Formula notation of nested varying effects

In the documentation to brmsformula stands the following:

If levels of the grouping factor belong to different sub-populations, it may be reasonable to assume a different covariance matrix for each of the sub-populations. For instance, the variation within the treatment group and within the control group in a randomized control trial might differ. Suppose that y is the outcome, and x is the factor indicating the treatment and control group. Then, we could estimate different hyper-parameters of the varying effects (in this case a varying intercept) for treatment and control group via y ~ x + (1 | gr(subject, by = x)).

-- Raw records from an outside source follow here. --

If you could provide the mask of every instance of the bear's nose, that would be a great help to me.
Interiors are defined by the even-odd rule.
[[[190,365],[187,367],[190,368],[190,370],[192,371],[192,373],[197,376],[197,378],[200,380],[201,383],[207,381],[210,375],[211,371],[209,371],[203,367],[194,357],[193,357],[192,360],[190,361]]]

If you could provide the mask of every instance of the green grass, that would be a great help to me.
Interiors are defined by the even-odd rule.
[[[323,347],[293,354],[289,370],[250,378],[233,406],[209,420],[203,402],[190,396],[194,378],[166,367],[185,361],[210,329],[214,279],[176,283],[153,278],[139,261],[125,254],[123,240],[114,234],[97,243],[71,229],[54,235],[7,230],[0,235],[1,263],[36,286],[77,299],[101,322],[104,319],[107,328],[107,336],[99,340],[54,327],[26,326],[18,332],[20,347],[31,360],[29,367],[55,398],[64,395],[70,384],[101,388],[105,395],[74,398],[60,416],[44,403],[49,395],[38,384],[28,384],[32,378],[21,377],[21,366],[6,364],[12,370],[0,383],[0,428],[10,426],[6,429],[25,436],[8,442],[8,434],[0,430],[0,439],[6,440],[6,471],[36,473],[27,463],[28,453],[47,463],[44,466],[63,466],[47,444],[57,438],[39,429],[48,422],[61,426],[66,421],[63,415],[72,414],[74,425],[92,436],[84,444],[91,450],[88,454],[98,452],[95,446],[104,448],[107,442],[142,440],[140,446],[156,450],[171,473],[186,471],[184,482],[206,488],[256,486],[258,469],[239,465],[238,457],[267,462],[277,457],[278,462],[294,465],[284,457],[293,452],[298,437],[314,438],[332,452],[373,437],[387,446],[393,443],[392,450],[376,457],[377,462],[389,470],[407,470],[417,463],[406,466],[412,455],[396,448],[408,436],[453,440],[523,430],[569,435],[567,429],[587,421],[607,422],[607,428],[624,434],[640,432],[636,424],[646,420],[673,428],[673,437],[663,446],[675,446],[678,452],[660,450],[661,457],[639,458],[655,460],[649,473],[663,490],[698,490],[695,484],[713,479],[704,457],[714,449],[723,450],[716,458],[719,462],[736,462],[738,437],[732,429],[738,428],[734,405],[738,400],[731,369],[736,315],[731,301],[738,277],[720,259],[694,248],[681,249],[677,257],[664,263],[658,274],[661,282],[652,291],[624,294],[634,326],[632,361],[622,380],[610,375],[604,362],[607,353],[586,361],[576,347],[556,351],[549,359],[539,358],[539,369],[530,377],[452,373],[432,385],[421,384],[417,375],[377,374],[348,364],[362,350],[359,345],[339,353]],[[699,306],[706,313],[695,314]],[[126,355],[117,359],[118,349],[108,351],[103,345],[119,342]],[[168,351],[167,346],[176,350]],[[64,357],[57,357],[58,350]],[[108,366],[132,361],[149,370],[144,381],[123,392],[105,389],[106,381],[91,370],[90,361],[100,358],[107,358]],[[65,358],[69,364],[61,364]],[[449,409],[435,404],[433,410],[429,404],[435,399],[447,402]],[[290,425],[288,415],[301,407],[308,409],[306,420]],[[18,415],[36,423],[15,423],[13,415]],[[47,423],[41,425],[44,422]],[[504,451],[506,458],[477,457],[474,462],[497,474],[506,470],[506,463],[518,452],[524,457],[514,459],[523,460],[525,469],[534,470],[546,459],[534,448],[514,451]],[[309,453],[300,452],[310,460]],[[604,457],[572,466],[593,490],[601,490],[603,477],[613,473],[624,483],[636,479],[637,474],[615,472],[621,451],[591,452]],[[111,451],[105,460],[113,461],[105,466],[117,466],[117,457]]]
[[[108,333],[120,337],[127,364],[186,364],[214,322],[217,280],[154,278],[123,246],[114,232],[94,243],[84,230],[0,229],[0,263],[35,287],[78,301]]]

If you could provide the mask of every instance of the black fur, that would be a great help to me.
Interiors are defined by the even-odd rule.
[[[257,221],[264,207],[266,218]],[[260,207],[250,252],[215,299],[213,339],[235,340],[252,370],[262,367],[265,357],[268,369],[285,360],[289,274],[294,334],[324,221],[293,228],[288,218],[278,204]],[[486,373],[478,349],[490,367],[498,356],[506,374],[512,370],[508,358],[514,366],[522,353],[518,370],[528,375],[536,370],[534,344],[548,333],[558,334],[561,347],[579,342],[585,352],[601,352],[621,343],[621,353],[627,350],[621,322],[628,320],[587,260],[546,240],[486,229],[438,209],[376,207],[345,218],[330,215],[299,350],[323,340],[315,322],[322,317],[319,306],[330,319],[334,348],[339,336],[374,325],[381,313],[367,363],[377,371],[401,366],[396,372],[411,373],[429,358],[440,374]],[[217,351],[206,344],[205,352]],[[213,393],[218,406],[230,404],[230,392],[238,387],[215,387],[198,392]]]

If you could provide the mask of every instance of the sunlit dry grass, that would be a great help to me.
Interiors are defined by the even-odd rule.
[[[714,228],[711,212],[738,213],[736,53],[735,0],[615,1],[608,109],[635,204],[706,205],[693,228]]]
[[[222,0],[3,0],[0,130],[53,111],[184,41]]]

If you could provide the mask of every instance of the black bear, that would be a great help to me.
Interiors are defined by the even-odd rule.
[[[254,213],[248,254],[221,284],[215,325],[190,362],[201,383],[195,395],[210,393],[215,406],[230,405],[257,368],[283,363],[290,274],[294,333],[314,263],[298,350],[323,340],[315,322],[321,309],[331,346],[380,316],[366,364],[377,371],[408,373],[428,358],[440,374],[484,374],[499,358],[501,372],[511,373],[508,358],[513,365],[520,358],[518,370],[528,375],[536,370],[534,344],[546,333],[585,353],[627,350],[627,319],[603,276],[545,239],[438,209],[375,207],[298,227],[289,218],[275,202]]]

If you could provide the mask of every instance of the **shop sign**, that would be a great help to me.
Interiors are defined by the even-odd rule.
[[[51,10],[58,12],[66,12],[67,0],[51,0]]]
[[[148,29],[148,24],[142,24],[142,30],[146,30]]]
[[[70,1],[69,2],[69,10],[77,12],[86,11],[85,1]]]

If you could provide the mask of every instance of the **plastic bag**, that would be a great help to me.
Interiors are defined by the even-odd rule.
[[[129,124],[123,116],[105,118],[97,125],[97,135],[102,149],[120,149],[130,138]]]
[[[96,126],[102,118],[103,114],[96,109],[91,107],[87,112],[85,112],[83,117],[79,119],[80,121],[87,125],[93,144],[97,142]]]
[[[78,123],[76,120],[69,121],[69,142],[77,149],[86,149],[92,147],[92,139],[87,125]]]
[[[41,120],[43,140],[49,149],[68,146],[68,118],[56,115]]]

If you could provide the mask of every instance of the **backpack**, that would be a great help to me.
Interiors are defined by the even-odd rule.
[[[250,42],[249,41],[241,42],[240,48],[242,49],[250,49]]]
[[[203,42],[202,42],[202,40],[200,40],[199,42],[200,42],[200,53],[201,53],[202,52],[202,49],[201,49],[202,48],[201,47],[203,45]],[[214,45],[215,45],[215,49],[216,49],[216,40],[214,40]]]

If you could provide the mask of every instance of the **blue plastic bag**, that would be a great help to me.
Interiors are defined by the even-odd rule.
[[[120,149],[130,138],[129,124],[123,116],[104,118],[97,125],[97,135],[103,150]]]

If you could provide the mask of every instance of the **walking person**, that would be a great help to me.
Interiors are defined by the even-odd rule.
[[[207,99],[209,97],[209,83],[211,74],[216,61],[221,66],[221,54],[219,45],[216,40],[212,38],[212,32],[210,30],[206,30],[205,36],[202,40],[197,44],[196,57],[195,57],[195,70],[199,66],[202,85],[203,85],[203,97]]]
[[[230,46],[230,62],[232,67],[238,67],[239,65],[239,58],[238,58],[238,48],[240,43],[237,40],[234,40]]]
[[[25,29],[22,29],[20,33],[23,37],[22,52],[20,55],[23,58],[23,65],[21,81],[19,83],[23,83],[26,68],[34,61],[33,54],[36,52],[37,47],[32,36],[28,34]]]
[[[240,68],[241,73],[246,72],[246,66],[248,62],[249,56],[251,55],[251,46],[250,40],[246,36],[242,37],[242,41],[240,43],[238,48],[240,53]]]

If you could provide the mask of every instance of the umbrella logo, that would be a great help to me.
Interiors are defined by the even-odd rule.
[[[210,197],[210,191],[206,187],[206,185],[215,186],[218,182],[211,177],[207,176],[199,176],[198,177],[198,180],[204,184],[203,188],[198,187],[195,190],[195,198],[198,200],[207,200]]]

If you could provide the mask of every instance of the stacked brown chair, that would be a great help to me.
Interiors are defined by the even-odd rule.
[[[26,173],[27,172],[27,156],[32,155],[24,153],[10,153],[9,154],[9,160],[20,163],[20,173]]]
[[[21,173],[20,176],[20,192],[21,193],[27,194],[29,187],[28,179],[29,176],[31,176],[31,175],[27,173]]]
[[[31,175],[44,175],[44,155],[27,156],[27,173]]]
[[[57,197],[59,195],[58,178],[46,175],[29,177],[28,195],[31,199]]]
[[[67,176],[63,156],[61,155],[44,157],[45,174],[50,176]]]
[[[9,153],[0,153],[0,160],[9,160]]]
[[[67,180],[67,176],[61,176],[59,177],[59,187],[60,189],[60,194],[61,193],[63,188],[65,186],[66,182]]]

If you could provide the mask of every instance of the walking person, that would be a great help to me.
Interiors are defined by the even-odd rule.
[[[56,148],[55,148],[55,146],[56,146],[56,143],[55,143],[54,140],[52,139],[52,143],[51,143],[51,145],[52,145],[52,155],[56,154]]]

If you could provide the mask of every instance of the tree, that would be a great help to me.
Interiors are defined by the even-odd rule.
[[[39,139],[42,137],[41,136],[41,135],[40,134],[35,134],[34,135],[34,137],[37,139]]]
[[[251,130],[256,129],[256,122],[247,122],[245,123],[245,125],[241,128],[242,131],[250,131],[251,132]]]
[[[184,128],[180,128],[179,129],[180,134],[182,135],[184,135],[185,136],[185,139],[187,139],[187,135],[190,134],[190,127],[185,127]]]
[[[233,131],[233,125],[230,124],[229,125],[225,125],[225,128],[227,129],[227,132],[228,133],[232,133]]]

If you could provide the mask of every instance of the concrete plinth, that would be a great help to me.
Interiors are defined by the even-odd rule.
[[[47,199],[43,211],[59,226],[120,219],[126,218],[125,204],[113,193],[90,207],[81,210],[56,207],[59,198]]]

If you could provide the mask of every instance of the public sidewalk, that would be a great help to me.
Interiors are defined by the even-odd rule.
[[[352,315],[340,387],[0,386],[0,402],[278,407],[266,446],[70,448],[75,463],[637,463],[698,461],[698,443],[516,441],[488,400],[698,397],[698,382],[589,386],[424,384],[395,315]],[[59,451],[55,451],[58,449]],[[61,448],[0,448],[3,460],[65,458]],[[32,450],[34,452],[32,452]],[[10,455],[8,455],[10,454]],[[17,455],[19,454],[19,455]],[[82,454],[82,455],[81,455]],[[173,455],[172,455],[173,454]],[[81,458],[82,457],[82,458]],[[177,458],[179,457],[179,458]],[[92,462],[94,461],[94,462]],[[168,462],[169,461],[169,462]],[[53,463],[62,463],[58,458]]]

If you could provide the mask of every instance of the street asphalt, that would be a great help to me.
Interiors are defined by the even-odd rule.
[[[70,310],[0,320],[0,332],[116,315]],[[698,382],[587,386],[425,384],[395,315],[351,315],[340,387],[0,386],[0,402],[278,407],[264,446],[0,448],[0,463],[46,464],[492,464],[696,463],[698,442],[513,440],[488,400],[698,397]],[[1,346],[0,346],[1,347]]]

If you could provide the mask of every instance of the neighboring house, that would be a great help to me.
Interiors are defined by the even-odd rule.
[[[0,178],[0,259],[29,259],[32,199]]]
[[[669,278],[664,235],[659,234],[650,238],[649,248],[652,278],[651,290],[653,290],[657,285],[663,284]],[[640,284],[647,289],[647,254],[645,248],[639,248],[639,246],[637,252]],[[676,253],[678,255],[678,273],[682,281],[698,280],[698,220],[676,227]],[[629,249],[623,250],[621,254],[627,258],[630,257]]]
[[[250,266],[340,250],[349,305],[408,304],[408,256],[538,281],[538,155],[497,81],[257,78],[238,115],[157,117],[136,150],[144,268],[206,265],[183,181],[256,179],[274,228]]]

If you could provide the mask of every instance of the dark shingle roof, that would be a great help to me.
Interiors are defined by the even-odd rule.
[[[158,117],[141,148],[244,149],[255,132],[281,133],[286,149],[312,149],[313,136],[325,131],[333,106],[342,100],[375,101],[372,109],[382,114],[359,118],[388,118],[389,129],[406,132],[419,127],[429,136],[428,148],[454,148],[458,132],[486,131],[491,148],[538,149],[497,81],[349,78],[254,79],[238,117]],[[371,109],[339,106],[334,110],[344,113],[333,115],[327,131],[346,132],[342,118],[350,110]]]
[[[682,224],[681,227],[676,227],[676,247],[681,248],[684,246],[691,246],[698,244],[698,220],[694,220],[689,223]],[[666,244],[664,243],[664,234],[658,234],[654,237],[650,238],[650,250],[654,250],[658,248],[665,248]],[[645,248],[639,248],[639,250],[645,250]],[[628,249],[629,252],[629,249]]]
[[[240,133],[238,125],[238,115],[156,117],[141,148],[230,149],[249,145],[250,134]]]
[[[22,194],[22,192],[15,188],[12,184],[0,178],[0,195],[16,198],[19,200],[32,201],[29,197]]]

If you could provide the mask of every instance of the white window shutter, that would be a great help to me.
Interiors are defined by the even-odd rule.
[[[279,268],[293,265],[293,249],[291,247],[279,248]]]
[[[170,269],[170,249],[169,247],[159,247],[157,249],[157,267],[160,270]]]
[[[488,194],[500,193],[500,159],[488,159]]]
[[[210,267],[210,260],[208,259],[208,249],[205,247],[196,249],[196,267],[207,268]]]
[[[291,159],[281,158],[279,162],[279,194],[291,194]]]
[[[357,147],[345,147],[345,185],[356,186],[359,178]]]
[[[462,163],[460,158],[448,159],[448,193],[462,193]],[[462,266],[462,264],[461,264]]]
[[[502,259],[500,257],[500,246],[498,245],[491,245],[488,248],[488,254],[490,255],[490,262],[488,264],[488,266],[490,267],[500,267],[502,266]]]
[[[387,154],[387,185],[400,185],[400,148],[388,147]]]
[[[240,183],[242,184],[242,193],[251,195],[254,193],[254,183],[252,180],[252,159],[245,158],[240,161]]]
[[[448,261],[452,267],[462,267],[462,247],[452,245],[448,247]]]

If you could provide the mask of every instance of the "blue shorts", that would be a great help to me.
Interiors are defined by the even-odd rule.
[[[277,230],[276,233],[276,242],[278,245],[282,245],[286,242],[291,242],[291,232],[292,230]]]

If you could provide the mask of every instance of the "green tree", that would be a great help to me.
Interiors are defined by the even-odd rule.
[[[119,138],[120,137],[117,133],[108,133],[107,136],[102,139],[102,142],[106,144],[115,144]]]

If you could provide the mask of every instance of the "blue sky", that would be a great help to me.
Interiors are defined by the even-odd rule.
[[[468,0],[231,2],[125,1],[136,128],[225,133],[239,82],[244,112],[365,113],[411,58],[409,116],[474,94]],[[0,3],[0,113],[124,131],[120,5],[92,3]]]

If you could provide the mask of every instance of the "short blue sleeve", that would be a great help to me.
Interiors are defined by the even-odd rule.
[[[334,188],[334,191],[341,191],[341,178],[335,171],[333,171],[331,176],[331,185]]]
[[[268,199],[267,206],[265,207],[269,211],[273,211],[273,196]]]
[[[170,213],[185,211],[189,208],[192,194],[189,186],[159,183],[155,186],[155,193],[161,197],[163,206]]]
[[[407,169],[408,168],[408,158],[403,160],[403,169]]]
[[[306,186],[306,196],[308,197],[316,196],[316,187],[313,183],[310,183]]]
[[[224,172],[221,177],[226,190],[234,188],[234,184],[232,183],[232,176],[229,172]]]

I am wondering whether y ~ x + (1 | gr(subject, by = x)) is equivalent to y ~ x + (1 | x/subject)?

Welcome to the Stan Forums, @stfnrpplngr!

I don’t think y ~ x + (1 | gr(subject, by = x)) is equivalent to y ~ x + (1 | x/subject). For example, y ~ x + (1 | x/subject) also includes varying intercepts for x. This is not the case for y ~ x + (1 | gr(subject, by = x)) (at least in my understanding; I haven’t needed it yet).

Some extra info (perhaps you already know that): For the nesting syntax (y ~ x + (1 | x/subject)), I think brms follows lme4. And this lme4 vignette says on page 7 that (1 | g1/g2) is equivalent to (1 | g1) + (1 | g1:g2).